From the outsider who wasn’t sure she would stay in Charlotte, Bernice Parenti has become the ultimate insider, the one who knows exactly where she’s supposed to be.

“This is it for me, right here.”

RECIPE:

Portuguese Chourico Sausage & Littleneck Clams

From Bernice Parenti of Johnson & Wales University, Charlotte. Growing up on Rhode Island, Parenti remembers going “clamming” with her dad and bringing home the catch for her mother to turn into something yummy. It can be served with crusty bread for a summer appetizer, or served over pasta as an entree.

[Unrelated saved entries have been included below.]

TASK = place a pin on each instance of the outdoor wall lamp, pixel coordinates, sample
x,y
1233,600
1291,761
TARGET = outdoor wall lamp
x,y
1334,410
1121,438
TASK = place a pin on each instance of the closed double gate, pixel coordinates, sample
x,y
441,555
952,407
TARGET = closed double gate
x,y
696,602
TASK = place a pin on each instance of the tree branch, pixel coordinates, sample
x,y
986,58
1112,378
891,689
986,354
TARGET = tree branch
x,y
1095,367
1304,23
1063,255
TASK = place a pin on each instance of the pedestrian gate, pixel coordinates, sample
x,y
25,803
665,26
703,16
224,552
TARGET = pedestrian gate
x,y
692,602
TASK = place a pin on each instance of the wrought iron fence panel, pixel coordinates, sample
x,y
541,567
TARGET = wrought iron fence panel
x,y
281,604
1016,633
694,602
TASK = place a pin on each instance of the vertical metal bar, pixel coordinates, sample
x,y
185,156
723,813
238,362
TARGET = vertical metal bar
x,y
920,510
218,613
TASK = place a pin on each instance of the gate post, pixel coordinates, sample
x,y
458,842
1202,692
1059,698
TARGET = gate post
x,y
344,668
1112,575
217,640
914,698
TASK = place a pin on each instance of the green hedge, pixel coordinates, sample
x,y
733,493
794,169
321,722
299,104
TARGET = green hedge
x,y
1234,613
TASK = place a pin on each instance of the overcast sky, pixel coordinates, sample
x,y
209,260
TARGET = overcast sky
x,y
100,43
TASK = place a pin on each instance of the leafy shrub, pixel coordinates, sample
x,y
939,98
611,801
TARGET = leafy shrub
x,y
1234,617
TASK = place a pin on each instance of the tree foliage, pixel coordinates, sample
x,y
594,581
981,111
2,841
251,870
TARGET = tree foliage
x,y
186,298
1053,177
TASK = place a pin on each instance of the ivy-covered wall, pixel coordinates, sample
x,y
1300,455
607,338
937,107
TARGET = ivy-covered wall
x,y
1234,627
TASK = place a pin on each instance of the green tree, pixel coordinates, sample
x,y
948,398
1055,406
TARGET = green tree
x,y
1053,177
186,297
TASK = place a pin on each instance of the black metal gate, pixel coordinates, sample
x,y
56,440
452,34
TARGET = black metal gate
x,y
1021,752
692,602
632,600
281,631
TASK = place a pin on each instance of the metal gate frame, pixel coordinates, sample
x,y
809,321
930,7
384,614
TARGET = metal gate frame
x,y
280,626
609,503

3 tablespoons olive oil, divided

1 to 2 pounds Portuguese chourico sausage (see note), sliced slightly diagonally about 1/2 inch thick

2 to 3 onions, sliced

2 to 3 cloves garlic, chopped

2 to 3 bay leaves

1 to 2 teaspoons paprika

1/2 to 1 cup fresh parsley, chopped

1 to 2 teaspoons red pepper flakes, dry or wet

3/4 cup dry white wine (optional)

1 large can diced tomatoes

2 to 3 dozen littlenecks (small, hard-shell clams), well rinsed

Crusty bread or hot, cooked pasta

Heat 1 tablespoon olive oil in a large skillet over medium heat. Add the chourico and cook about 5 minutes. Add remaining olive oil, onion and garlic; continue cooking 2 to 3 minutes, stirring frequently so it doesn’t burn.

Add the spices and wine and cook on high until it reduces to about half. Lower the heat and add tomatoes with their juice. Simmer, covered, about 20 minutes. Add the clams, cover and cook on medium-high heat about 8-10 minutes, until the clam shells open. Discard any unopened clams.

Serve immediately with hot, crusty bread (to sop up the juices) or over any type of hot, cooked pasta.

Yield: 2 to 4 servings.

NOTE: Portuguese chourico sausage is not the same as the Spanish chorizo sausage. Chourico is available at Harris Teeter stores, and can be ordered online at www.gasparssausage.com.

NOTE: The ingredient amounts are all subject to taste. Add more or less, as desired!